Main Advantages of rsyslog v7 vs. v5

A lot of work has been done since the days of rsyslog v5. In this  post, I will provide the top 5 advantages of the v7 engine over the previous version. Please note that I do not talk about v6, as it is very close to the v5 engine, just with the improved config language. V6 also provides some experimental support for structured logging (project lumberjack), which has been fully matured in v7 (I strongly recommend to use v7 if you are serious about structured logging).

So, here are the main points:

  • greatly improved configuration language – the new language is much more intuitive than the legacy format. It will also prevent some typical mistakes simply be not permitting these invalid constructs. Note that legacy format is still fully supported (and you can of course do the same mistakes as before if you use legacy format).
  • greatly improved execution engine – with nested if/then/else constructs as well as the capability to modify variables during processing.
  • full support for structured logging and project lumberjack / CEE – this includes everything from being able to create, interpret and handle JSON-based structured log messages, including the ability to normalize legacy text log messages.
  • more plugins – like support for MongoDB, HDFS, and ElasticSearch as well as for the kernel’s new structured logging system.
  • higher performance – many optimizations all over the code, like 5 to 10 times faster execution time for script-based filters, enhanced multithreaded TCP input plugin, DNS cache and many more.
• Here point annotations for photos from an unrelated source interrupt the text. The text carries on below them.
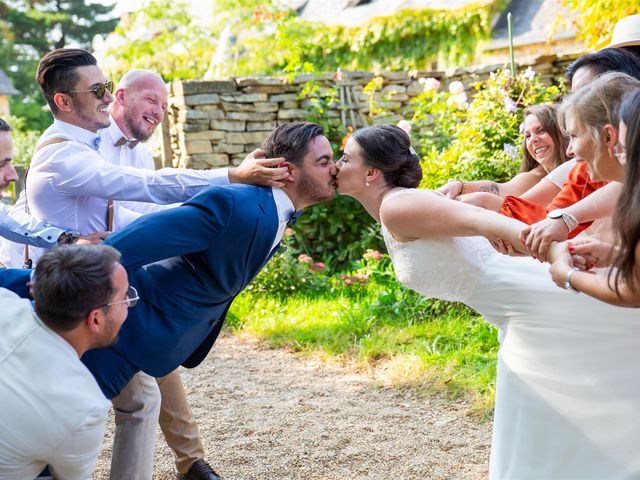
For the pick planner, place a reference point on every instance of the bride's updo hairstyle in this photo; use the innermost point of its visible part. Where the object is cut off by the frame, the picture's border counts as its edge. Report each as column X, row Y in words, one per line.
column 596, row 104
column 388, row 148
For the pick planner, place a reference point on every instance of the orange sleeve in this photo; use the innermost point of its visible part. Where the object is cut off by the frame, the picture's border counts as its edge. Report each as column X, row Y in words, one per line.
column 578, row 186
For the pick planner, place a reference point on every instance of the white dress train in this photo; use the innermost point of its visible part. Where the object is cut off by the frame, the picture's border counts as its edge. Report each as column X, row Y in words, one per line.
column 568, row 377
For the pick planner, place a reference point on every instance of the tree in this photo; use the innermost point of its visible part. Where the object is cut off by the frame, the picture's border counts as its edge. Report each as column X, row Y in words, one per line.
column 595, row 19
column 162, row 36
column 31, row 28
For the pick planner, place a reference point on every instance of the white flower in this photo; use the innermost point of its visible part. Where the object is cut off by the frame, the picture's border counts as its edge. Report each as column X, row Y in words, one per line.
column 509, row 105
column 456, row 87
column 429, row 84
column 529, row 73
column 511, row 150
column 405, row 125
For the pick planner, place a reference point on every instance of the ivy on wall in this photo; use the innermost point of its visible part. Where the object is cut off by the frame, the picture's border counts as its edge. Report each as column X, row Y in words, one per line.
column 409, row 39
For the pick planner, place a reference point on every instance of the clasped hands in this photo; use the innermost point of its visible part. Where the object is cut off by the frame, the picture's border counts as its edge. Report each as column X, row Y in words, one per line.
column 547, row 241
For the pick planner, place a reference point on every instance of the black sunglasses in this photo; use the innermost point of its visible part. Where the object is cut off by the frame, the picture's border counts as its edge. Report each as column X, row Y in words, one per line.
column 98, row 90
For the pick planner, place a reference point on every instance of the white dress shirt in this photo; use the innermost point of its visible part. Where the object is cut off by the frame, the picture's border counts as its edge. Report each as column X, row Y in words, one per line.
column 69, row 183
column 285, row 208
column 18, row 226
column 139, row 157
column 53, row 411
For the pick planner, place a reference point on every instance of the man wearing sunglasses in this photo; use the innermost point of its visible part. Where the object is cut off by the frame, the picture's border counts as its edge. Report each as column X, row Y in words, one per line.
column 53, row 411
column 71, row 184
column 15, row 224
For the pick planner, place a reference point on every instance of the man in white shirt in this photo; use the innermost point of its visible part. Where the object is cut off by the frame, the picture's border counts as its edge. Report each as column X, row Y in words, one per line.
column 139, row 107
column 16, row 225
column 53, row 411
column 70, row 184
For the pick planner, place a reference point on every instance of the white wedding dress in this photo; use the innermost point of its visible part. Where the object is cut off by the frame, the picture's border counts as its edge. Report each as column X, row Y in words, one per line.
column 568, row 381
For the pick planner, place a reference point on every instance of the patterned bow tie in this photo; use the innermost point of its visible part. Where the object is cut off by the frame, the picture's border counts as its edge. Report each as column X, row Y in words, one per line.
column 131, row 143
column 294, row 217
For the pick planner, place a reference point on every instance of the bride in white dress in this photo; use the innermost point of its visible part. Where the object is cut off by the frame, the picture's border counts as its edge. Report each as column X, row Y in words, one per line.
column 568, row 381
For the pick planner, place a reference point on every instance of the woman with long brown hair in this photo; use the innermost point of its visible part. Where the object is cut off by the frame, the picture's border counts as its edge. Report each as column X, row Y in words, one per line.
column 620, row 284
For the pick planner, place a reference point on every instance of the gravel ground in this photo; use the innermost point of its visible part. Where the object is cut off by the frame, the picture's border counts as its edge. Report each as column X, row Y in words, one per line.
column 268, row 414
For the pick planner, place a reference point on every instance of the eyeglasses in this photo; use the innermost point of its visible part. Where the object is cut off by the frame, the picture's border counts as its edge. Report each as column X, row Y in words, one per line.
column 98, row 90
column 130, row 301
column 620, row 152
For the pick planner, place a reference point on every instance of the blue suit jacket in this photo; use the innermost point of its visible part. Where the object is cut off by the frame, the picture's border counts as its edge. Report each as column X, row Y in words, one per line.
column 15, row 279
column 188, row 264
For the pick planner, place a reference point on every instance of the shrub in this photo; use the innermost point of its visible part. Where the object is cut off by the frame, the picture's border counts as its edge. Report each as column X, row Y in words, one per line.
column 487, row 144
column 288, row 273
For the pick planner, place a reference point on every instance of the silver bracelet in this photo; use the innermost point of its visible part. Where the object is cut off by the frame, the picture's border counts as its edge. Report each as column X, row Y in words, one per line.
column 567, row 281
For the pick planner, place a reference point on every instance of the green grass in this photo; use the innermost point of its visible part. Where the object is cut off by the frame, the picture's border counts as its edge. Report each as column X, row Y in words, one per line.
column 431, row 346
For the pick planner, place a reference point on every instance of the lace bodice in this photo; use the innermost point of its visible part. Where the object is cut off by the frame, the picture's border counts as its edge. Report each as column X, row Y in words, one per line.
column 444, row 267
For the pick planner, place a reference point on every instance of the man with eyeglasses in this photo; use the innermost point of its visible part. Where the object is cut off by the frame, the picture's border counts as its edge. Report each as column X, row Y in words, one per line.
column 139, row 106
column 70, row 184
column 53, row 411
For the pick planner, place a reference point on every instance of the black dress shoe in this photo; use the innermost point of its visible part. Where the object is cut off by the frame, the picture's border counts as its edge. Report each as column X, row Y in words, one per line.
column 200, row 470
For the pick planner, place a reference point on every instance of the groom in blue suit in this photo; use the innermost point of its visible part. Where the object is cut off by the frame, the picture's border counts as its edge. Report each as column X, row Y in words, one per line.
column 189, row 263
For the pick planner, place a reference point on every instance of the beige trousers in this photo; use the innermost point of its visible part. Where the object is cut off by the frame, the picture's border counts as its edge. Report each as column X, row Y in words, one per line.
column 136, row 417
column 177, row 422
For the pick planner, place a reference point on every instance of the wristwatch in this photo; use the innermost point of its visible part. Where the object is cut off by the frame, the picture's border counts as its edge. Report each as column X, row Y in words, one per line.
column 67, row 238
column 569, row 220
column 567, row 281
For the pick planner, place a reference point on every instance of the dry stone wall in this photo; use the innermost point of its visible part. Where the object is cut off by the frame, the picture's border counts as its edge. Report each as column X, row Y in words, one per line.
column 216, row 123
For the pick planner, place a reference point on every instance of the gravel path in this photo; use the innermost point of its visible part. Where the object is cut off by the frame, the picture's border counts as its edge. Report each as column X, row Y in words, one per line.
column 268, row 414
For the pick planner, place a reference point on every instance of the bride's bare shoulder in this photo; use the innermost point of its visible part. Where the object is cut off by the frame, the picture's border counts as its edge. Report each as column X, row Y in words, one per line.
column 401, row 210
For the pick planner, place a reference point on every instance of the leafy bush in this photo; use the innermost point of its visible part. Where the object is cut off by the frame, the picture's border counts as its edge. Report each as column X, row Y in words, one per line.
column 24, row 141
column 479, row 139
column 485, row 141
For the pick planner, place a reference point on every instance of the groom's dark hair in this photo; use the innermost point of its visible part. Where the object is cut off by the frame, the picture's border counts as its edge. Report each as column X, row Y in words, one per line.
column 291, row 141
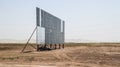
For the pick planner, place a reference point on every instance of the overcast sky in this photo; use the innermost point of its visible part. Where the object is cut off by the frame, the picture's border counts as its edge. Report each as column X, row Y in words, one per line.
column 94, row 20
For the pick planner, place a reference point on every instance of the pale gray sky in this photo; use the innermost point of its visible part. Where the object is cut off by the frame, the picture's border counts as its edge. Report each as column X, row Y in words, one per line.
column 94, row 20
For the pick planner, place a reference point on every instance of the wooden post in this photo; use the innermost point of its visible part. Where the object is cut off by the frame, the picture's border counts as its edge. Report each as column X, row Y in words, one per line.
column 59, row 46
column 63, row 46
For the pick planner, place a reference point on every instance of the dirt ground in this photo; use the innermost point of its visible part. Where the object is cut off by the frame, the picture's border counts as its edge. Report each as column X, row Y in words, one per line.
column 96, row 55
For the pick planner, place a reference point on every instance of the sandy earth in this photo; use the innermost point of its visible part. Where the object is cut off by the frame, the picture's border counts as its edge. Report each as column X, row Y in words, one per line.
column 80, row 56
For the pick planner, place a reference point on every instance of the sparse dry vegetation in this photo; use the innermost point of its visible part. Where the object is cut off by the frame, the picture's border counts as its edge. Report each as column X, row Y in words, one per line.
column 74, row 55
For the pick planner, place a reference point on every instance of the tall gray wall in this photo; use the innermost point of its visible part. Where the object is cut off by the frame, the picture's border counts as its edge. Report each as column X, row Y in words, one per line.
column 54, row 27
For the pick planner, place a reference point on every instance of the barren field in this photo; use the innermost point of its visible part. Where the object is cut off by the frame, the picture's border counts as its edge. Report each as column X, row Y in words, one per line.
column 73, row 55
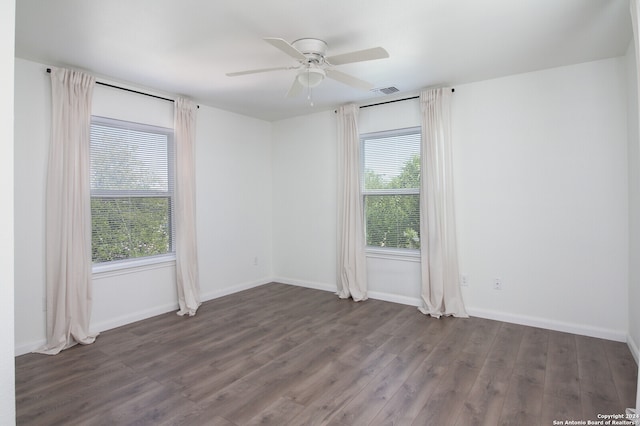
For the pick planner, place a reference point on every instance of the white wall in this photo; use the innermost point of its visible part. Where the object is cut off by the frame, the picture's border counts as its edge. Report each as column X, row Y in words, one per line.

Of course, there are many more improvements. This list contains just the most important ones. For full details, check the file ChangeLog.

rsyslog plugin for structured Linux kernel logs

Thanks to Milan Bartos, there now is imkmsg, which supports structured kernel logging. This module will become available as part of rsyslog 7.1.5 later this week. The module was created with the help of Red Hat as part of the lumberjack effort for a better and structured logging infrastructure.

Note that the rsyslog v7 engine supports numerous enhancements for simple processing of lumberjack strucutred logs. So imkmsg is a natural fit for that version. As Milan told me, there is still room for improvement inside the module and some nits may exist and be fixed within the next weeks. However, we would appreciate feedback from early adoptors.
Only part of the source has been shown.